The general model of the conveyor belt comes from cold salty water in polar regions sinks into the depths and displaces the hot water at the equator. The hot waters give up their heat to the cold winds and currents which then start to sink and create the reverse convection of the deep ocean current. This tends to move towards the Pacific, Indian and Atlantic ocean where hot waters give up their heat to the cold currents which sink and reverse back to polar regions.
This is why the North Atlantic is warmer than the North Pacific, as there are differences in salinity so there is more evaporation - the salty, dense water left behind is then transported to the Pacific.
What factors affect air movements?
Pressure gradients: air will always blow from high to low pressures so the steeper the gradient, the more intense the air movement. High pressure tends to exist over Asia, the tropics, the North and South Poles. However, in the summer, due to continentality, Asia tends to have lower pressure, creating winds which in theory would just blow up and down the Earth without the Coriolis force.

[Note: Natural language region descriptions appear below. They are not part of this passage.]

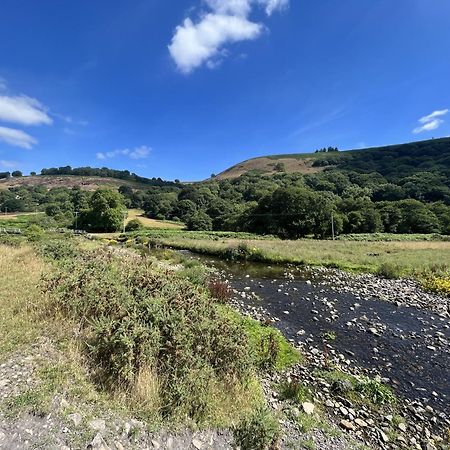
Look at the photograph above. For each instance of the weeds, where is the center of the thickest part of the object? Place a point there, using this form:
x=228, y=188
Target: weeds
x=295, y=390
x=359, y=389
x=389, y=271
x=139, y=323
x=258, y=432
x=219, y=291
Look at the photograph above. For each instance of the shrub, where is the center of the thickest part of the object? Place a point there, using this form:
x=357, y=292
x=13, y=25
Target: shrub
x=198, y=221
x=438, y=284
x=34, y=233
x=134, y=225
x=389, y=271
x=220, y=291
x=136, y=320
x=294, y=390
x=243, y=252
x=58, y=250
x=377, y=392
x=258, y=432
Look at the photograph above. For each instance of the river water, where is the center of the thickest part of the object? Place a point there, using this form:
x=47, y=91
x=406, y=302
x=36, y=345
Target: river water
x=410, y=346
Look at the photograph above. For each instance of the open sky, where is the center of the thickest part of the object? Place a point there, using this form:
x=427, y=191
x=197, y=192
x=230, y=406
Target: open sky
x=184, y=88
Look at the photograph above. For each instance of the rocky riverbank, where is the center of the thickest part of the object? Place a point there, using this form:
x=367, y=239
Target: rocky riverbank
x=388, y=330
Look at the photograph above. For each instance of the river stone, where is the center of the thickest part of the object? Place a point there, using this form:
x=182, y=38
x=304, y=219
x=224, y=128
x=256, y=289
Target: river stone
x=197, y=444
x=97, y=425
x=75, y=418
x=362, y=423
x=347, y=425
x=308, y=408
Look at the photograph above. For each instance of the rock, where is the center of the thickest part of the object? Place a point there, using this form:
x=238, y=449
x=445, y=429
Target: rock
x=64, y=404
x=75, y=418
x=308, y=408
x=98, y=443
x=97, y=425
x=347, y=425
x=361, y=423
x=197, y=444
x=383, y=436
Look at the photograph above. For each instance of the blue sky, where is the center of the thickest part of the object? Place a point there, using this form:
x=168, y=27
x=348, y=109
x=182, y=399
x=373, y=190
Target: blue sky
x=184, y=88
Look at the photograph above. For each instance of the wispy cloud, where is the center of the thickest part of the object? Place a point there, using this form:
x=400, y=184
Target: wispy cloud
x=8, y=164
x=431, y=122
x=23, y=110
x=227, y=21
x=141, y=152
x=16, y=138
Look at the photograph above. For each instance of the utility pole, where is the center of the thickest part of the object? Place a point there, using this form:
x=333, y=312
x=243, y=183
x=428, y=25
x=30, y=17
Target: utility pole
x=332, y=225
x=125, y=215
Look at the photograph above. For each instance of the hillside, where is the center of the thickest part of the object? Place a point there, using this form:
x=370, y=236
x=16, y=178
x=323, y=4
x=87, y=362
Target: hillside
x=69, y=181
x=390, y=161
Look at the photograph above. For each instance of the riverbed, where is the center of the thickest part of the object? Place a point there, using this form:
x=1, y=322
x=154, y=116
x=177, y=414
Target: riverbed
x=406, y=345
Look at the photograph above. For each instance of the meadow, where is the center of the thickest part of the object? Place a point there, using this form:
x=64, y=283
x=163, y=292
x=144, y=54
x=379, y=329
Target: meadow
x=408, y=255
x=166, y=362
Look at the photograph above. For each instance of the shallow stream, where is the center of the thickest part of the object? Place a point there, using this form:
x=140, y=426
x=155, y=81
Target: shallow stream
x=410, y=346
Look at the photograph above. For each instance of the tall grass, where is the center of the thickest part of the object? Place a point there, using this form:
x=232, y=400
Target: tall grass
x=153, y=334
x=407, y=257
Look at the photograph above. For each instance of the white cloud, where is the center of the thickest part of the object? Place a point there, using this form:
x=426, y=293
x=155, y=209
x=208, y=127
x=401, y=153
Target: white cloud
x=274, y=5
x=23, y=110
x=8, y=164
x=141, y=152
x=431, y=122
x=16, y=138
x=197, y=43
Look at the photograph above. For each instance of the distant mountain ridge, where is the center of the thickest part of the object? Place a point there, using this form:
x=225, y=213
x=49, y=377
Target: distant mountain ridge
x=391, y=161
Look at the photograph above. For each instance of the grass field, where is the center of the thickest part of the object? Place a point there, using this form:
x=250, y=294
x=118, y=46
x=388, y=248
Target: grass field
x=152, y=223
x=19, y=220
x=409, y=257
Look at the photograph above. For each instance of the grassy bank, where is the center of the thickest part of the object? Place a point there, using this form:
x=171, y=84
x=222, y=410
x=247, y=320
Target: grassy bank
x=127, y=335
x=407, y=257
x=153, y=223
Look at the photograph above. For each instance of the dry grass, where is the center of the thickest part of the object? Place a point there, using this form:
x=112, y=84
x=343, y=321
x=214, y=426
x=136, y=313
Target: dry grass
x=19, y=277
x=15, y=216
x=267, y=165
x=152, y=223
x=351, y=255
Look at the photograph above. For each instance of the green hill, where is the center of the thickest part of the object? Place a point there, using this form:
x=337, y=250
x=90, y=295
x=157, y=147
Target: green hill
x=392, y=161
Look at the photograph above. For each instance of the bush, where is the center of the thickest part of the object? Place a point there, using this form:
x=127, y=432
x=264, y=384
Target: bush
x=259, y=432
x=438, y=284
x=377, y=392
x=134, y=225
x=34, y=233
x=58, y=250
x=294, y=390
x=198, y=221
x=389, y=271
x=220, y=291
x=136, y=320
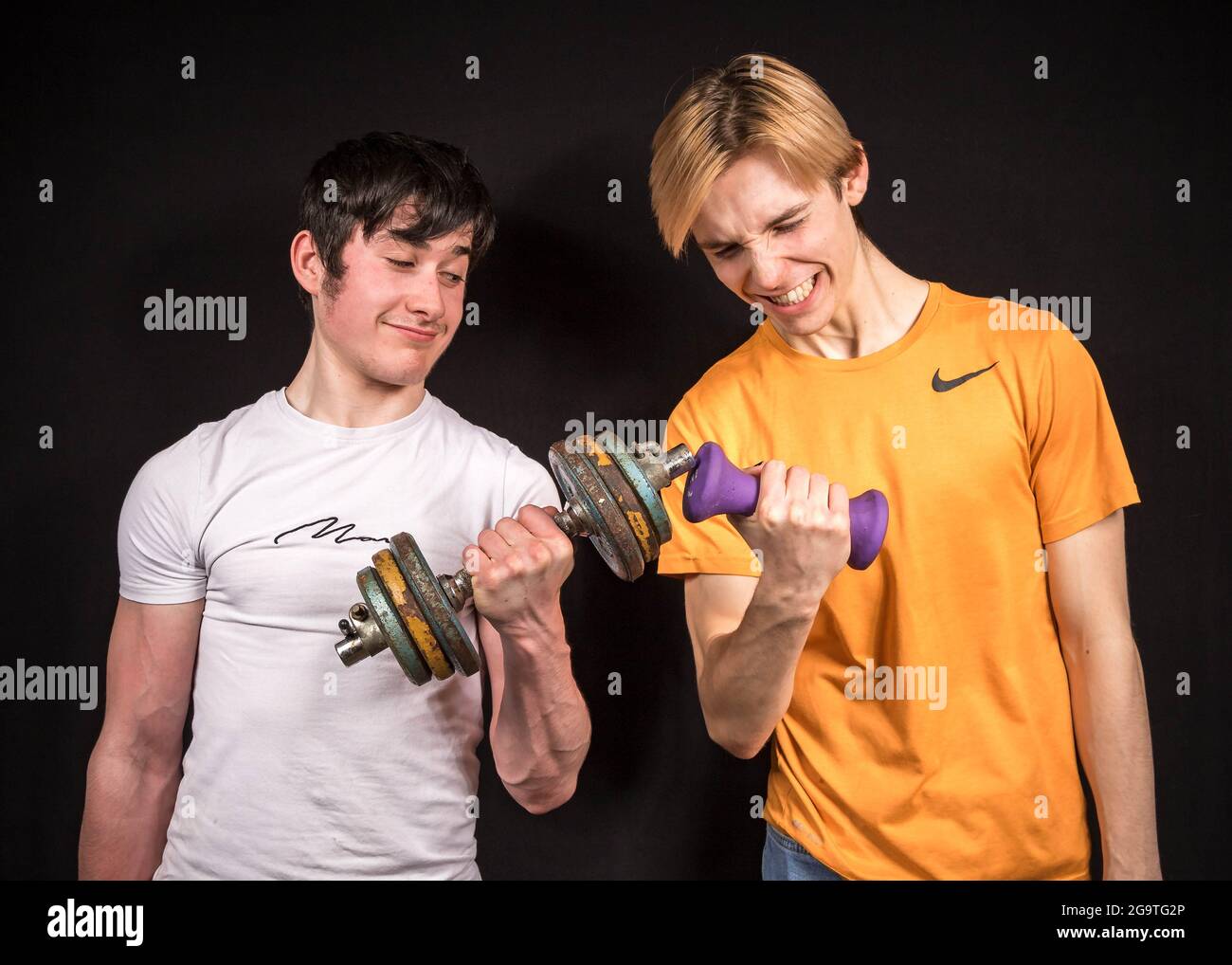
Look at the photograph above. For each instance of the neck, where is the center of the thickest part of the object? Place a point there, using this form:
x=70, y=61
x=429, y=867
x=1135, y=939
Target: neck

Coriolis force: an apparent deflection of moving objects caused by the easterly rotation of the Earth. Air flowing from high to low pressure is deflected to the right of its path in the NH and the left of its path in the SH, at right angles to the direction. The balance of forces between the pressure gradient and the Coriolis force is known as the geostrophic balance, creating the geostrophic wind - a centrifugal force which pulls the wind outwards and so airflow is faster at high pressures.
What is the Hadley cell?
Hadley cell: Meeting of trade winds in the equatorial belts form the ITCZ, which pick up latent heat as they cross warm tropical oceans and so rise from convection currents, creating a low pressure cell with unstable air.
This air rapidly ascends forming tall cumulonimbus clouds further form due to latent heat release, creating high rainfalls. This air then spreads out by divergence at the tropopause, heading pole wards where it cools, increases in air density and it is diverted by the Coriolis force and so subsides in the subtropics where it descends at 30 degrees, creating high pressure cells known as the sub tropical high pressure zones.